Popular strategy tools used by businesses include SWOT analysis and scorecards. Strategy tools are seen as a means that provides companies with practical ways of making use of scientific theories in order to improve competitiveness. However, this is only one side of the overall picture.
According to Juha Olava's doctoral dissertation completed at the Aalto University School of Economics, strategy tools can also be used to promote the views and interests of individuals and groups in a company. In his dissertation, Olava examines strategy tools as a means to participate in a company's internal power struggles and use power.
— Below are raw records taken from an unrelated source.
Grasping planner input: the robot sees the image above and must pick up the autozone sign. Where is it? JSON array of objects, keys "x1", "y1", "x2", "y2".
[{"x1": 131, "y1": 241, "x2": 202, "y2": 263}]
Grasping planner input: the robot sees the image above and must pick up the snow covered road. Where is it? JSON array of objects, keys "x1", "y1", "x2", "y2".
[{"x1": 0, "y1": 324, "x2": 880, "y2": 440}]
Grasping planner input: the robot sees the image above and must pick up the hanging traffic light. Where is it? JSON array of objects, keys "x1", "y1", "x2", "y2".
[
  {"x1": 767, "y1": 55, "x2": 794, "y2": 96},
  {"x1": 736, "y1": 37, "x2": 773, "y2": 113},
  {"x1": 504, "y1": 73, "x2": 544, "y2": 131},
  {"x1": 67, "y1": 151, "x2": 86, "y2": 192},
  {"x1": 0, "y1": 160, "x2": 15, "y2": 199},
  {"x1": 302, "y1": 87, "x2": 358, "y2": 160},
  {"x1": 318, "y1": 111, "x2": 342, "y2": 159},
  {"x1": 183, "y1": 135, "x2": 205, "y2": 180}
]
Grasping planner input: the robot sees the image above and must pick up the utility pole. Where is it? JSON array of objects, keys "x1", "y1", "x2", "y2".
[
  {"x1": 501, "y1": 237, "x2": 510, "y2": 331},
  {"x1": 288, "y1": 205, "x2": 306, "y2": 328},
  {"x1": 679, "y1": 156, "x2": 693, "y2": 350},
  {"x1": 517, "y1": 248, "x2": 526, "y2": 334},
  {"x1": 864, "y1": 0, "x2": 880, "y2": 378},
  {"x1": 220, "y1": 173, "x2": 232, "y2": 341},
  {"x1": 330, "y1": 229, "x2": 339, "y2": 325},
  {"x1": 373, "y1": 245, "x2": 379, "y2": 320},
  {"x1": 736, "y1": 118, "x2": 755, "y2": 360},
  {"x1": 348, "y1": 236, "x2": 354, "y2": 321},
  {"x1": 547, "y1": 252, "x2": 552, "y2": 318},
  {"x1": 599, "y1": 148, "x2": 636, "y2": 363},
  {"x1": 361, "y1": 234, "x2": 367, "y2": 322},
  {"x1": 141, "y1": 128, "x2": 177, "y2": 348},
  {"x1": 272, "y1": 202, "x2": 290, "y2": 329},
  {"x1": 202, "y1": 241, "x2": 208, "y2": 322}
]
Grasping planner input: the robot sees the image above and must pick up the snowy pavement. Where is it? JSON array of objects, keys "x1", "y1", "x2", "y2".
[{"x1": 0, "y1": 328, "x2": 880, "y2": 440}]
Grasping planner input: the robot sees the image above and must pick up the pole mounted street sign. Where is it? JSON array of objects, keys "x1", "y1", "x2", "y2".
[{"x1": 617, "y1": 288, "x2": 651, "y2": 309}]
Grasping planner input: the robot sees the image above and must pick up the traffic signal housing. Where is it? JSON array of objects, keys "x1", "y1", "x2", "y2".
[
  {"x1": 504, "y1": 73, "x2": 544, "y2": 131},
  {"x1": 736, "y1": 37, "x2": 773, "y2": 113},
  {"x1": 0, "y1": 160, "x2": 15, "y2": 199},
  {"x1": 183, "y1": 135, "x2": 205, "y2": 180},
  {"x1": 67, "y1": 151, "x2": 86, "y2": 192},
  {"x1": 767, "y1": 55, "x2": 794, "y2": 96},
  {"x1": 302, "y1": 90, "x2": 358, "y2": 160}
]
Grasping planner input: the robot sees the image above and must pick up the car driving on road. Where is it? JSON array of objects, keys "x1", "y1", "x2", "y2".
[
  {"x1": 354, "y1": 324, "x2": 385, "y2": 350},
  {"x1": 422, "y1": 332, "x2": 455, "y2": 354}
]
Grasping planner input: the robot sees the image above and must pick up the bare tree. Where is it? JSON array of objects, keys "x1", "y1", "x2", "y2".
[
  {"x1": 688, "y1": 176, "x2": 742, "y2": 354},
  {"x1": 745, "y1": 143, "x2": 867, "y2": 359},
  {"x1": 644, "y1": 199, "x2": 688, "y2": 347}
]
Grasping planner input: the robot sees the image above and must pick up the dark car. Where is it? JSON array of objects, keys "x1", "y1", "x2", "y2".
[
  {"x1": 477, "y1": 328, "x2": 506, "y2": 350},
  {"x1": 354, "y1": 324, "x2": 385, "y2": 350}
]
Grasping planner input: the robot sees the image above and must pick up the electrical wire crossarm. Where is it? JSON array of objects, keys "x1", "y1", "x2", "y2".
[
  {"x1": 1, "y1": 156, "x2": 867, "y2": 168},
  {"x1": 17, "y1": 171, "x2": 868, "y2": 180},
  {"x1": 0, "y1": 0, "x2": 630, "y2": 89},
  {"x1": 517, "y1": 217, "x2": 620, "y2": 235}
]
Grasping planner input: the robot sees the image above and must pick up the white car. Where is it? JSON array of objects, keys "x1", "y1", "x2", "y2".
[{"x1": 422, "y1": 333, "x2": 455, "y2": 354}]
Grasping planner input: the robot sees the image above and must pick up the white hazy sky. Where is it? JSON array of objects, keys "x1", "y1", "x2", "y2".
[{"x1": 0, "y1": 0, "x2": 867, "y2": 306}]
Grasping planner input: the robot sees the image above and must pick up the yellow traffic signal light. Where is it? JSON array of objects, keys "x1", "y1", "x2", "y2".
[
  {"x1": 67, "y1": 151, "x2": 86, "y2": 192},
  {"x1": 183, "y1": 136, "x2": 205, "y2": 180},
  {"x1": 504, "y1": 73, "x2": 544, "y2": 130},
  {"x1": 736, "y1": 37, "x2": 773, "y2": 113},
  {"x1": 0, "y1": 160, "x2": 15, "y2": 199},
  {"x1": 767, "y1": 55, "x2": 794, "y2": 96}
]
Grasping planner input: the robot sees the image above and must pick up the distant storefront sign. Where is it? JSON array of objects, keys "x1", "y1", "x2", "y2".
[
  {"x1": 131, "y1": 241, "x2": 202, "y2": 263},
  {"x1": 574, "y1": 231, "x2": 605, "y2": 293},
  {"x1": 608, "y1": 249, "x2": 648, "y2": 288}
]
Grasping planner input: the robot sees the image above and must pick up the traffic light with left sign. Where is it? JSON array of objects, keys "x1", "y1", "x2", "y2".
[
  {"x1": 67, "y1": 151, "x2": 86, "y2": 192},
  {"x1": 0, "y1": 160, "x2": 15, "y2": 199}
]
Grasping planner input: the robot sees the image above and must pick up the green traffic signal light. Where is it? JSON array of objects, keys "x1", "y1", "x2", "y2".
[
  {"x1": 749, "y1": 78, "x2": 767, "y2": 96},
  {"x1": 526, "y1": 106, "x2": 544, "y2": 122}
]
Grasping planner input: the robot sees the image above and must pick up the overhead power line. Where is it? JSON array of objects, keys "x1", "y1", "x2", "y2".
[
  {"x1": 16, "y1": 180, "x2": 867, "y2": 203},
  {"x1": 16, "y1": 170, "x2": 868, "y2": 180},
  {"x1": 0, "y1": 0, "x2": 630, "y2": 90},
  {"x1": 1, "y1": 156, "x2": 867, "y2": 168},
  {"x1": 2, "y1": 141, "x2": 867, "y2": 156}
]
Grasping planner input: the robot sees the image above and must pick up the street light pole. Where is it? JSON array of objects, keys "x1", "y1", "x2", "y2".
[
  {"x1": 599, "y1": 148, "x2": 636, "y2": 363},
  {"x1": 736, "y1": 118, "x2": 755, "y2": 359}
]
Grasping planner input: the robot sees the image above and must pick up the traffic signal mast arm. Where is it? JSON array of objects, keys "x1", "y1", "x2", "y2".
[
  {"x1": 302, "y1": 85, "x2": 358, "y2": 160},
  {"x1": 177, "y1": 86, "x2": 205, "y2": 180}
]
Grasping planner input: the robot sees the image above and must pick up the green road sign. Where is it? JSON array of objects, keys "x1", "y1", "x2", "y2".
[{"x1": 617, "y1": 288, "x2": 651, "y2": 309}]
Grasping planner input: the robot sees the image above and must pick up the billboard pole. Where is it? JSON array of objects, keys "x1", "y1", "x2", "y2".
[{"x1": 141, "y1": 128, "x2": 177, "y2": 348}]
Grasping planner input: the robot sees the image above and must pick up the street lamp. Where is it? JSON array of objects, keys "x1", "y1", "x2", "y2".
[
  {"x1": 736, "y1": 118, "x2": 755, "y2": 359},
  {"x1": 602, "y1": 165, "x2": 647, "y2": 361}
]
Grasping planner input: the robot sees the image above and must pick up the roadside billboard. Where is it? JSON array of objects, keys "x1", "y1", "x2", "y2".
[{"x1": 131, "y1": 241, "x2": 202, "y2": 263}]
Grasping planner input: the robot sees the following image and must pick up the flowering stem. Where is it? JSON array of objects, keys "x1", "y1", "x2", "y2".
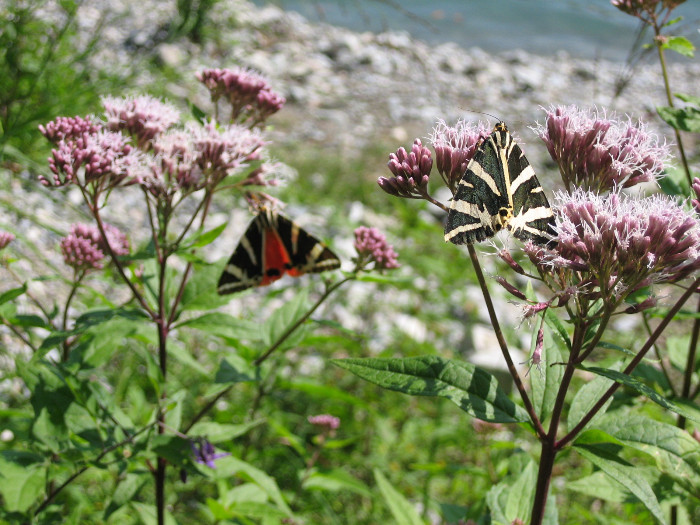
[
  {"x1": 677, "y1": 292, "x2": 700, "y2": 428},
  {"x1": 556, "y1": 278, "x2": 700, "y2": 449},
  {"x1": 653, "y1": 24, "x2": 693, "y2": 187},
  {"x1": 61, "y1": 271, "x2": 85, "y2": 362},
  {"x1": 467, "y1": 243, "x2": 547, "y2": 440}
]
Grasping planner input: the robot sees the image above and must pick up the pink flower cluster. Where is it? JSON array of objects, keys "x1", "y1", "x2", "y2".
[
  {"x1": 39, "y1": 130, "x2": 139, "y2": 186},
  {"x1": 377, "y1": 139, "x2": 433, "y2": 198},
  {"x1": 535, "y1": 106, "x2": 670, "y2": 191},
  {"x1": 197, "y1": 67, "x2": 285, "y2": 125},
  {"x1": 355, "y1": 226, "x2": 399, "y2": 269},
  {"x1": 61, "y1": 223, "x2": 129, "y2": 270},
  {"x1": 550, "y1": 189, "x2": 700, "y2": 296},
  {"x1": 145, "y1": 122, "x2": 265, "y2": 195},
  {"x1": 430, "y1": 120, "x2": 489, "y2": 195},
  {"x1": 39, "y1": 117, "x2": 100, "y2": 144},
  {"x1": 102, "y1": 95, "x2": 180, "y2": 146},
  {"x1": 307, "y1": 414, "x2": 340, "y2": 431}
]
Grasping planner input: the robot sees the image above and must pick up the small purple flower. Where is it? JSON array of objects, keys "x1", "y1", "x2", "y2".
[
  {"x1": 377, "y1": 139, "x2": 433, "y2": 199},
  {"x1": 0, "y1": 232, "x2": 15, "y2": 250},
  {"x1": 307, "y1": 414, "x2": 340, "y2": 432},
  {"x1": 535, "y1": 106, "x2": 670, "y2": 192},
  {"x1": 552, "y1": 189, "x2": 700, "y2": 298},
  {"x1": 61, "y1": 223, "x2": 129, "y2": 270},
  {"x1": 102, "y1": 95, "x2": 180, "y2": 150},
  {"x1": 146, "y1": 122, "x2": 265, "y2": 195},
  {"x1": 355, "y1": 226, "x2": 399, "y2": 270},
  {"x1": 430, "y1": 120, "x2": 489, "y2": 195},
  {"x1": 190, "y1": 437, "x2": 231, "y2": 468},
  {"x1": 39, "y1": 130, "x2": 140, "y2": 187},
  {"x1": 691, "y1": 177, "x2": 700, "y2": 214},
  {"x1": 39, "y1": 116, "x2": 100, "y2": 144},
  {"x1": 197, "y1": 67, "x2": 285, "y2": 127}
]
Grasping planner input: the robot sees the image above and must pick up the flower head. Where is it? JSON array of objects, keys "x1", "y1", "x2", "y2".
[
  {"x1": 102, "y1": 95, "x2": 180, "y2": 150},
  {"x1": 377, "y1": 139, "x2": 433, "y2": 198},
  {"x1": 552, "y1": 189, "x2": 700, "y2": 298},
  {"x1": 61, "y1": 223, "x2": 129, "y2": 270},
  {"x1": 355, "y1": 226, "x2": 399, "y2": 269},
  {"x1": 430, "y1": 120, "x2": 489, "y2": 195},
  {"x1": 535, "y1": 106, "x2": 670, "y2": 191},
  {"x1": 39, "y1": 116, "x2": 100, "y2": 144},
  {"x1": 145, "y1": 122, "x2": 265, "y2": 195},
  {"x1": 190, "y1": 437, "x2": 231, "y2": 468},
  {"x1": 197, "y1": 67, "x2": 285, "y2": 127},
  {"x1": 39, "y1": 130, "x2": 140, "y2": 186}
]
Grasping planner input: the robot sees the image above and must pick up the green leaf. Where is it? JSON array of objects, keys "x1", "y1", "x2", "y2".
[
  {"x1": 505, "y1": 461, "x2": 537, "y2": 523},
  {"x1": 574, "y1": 443, "x2": 666, "y2": 524},
  {"x1": 0, "y1": 450, "x2": 46, "y2": 512},
  {"x1": 530, "y1": 326, "x2": 564, "y2": 421},
  {"x1": 566, "y1": 471, "x2": 634, "y2": 503},
  {"x1": 262, "y1": 289, "x2": 310, "y2": 348},
  {"x1": 661, "y1": 36, "x2": 695, "y2": 58},
  {"x1": 332, "y1": 355, "x2": 529, "y2": 423},
  {"x1": 302, "y1": 469, "x2": 372, "y2": 498},
  {"x1": 214, "y1": 354, "x2": 257, "y2": 385},
  {"x1": 581, "y1": 367, "x2": 700, "y2": 422},
  {"x1": 596, "y1": 411, "x2": 700, "y2": 474},
  {"x1": 177, "y1": 312, "x2": 262, "y2": 341},
  {"x1": 103, "y1": 474, "x2": 149, "y2": 520},
  {"x1": 0, "y1": 284, "x2": 27, "y2": 304},
  {"x1": 131, "y1": 501, "x2": 178, "y2": 525},
  {"x1": 182, "y1": 223, "x2": 226, "y2": 250},
  {"x1": 374, "y1": 468, "x2": 424, "y2": 525},
  {"x1": 656, "y1": 106, "x2": 700, "y2": 132},
  {"x1": 187, "y1": 419, "x2": 265, "y2": 443},
  {"x1": 567, "y1": 361, "x2": 622, "y2": 431},
  {"x1": 215, "y1": 456, "x2": 294, "y2": 518}
]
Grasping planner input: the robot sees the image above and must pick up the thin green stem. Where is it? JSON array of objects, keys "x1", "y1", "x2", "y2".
[
  {"x1": 653, "y1": 24, "x2": 693, "y2": 188},
  {"x1": 467, "y1": 243, "x2": 547, "y2": 440},
  {"x1": 677, "y1": 292, "x2": 700, "y2": 428},
  {"x1": 556, "y1": 278, "x2": 700, "y2": 450}
]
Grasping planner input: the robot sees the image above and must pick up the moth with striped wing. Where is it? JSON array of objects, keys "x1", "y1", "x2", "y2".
[
  {"x1": 445, "y1": 122, "x2": 555, "y2": 245},
  {"x1": 217, "y1": 207, "x2": 340, "y2": 295}
]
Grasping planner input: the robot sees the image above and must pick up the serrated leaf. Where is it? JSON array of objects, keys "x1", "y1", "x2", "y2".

According to Olava, the organizational political use of strategy tools is based on two factors. Firstly, the prevailing discourses in business administration provide ample justifications for the choice and customization of strategy tools, and the organizational political characteristics of these tools can be hidden behind these justifications.
Secondly, the moral systems of businesses ensure that the true reasons for the existing structures are not revealed. The moral systems in place make exposing the organizational political impacts of the tools in use extremely difficult.
Executives benefit from internal power struggles
According to the research results, different activity-based managerial groups may disagree about the most suitable strategy process model due to organizational political reasons.
Managers actively defended the use of the strategy process models they preferred by presenting managerial and economic facts that supported their view. However, Olava's analysis reveals that each suggested model would have strengthened the position of the supporting managerial group in the strategy process.
According to Olava's study, the executives at the highest corporate level may benefit from the power struggle between different managerial groups. The executives can steer the competition for control over the choice of strategy tools from the present towards the future.
One way of doing this is launching new strategy tools designed for the calmer future in the middle of an ongoing change.
The power-hungry managerial groups can also be given special privileges in developing and implementing these strategy tool solutions of tomorrow. This can help to provoke the power struggle concerning the future strategy process and turn the attention away from the acute strategy process.